実はうまい分析をするためには、意図的に分析を行うことも必要です。

意図的とは何かといえば「より良い改善策につなげる」という意図のことです。
例示した「担当者の学ぶ姿勢がない」という原因に対する改善策は、「人に対する意識づけ、スキルアップ教育」といった対策になることが予想できます。
しかし、人はいくら意識・スキルを高めてもミスをゼロにすることは困難だと考えることが一般的で、不良の再発防止という観点では十分な対策でありません。
結局、不良の原因を「人の意識」「人のスキル」に持って行ってしまうと、良い対策につながらないというわけです。

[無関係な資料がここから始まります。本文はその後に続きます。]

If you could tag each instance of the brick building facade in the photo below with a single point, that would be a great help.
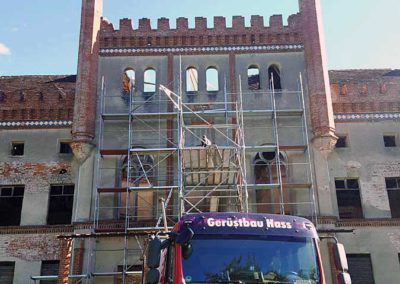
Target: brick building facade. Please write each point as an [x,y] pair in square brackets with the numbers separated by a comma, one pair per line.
[64,142]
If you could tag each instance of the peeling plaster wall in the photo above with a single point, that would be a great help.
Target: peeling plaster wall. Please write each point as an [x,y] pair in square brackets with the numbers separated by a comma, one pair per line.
[367,159]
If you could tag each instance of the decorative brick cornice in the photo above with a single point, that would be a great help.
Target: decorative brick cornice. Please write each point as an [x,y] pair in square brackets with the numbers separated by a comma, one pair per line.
[366,116]
[382,222]
[201,35]
[40,229]
[10,124]
[202,49]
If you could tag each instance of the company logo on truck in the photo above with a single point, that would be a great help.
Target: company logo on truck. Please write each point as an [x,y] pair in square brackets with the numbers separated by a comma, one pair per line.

この例の場合、不良を再発しないようにするためには「設備の操作ミスをしないような対策」「設備の操作なしで製品製造ができるような対策」「ミスをしても不良にならないような対策」が求められます。
このためには「操作ミスの発生する原因」といった視点で「設備の操作性」や「手順」に力点をおいて「なぜ」を繰り返していくことが重要です。


「なぜ」にこだわらない分析が必要

「なぜなぜ分析」というからには、「なぜ(Why)」で分析すると考えている人がほとんどではないでしょうか?
実は「なぜ(Why)」の前に、「どこで」「どんなケースで」を追究することが必要です。

具体的には「どのプロセスで」「設備のどの部分で」「刃具がどんな状態のときに」「原料がどのような状態のときに」その問題が発生しているのかを追究するということです。
つまり、不良などの問題が発生する際の状況や条件を追究することが大切であるということです。
これは「なぜ(Why)」という問いかけより、「どこで(What)」「どんなとき(When)」といった問いかけの方がしっくりくると思います。

例示した不良の例では、最初に「設備の操作ミス」を原因としていますが、「不良が設備のどの部分で発生しているのか」とか「原材料がどのような状況のときに不良が発生しているのか」といった見方をすると、実は「操作ミスげ原因」とはならないこともあり得るのです。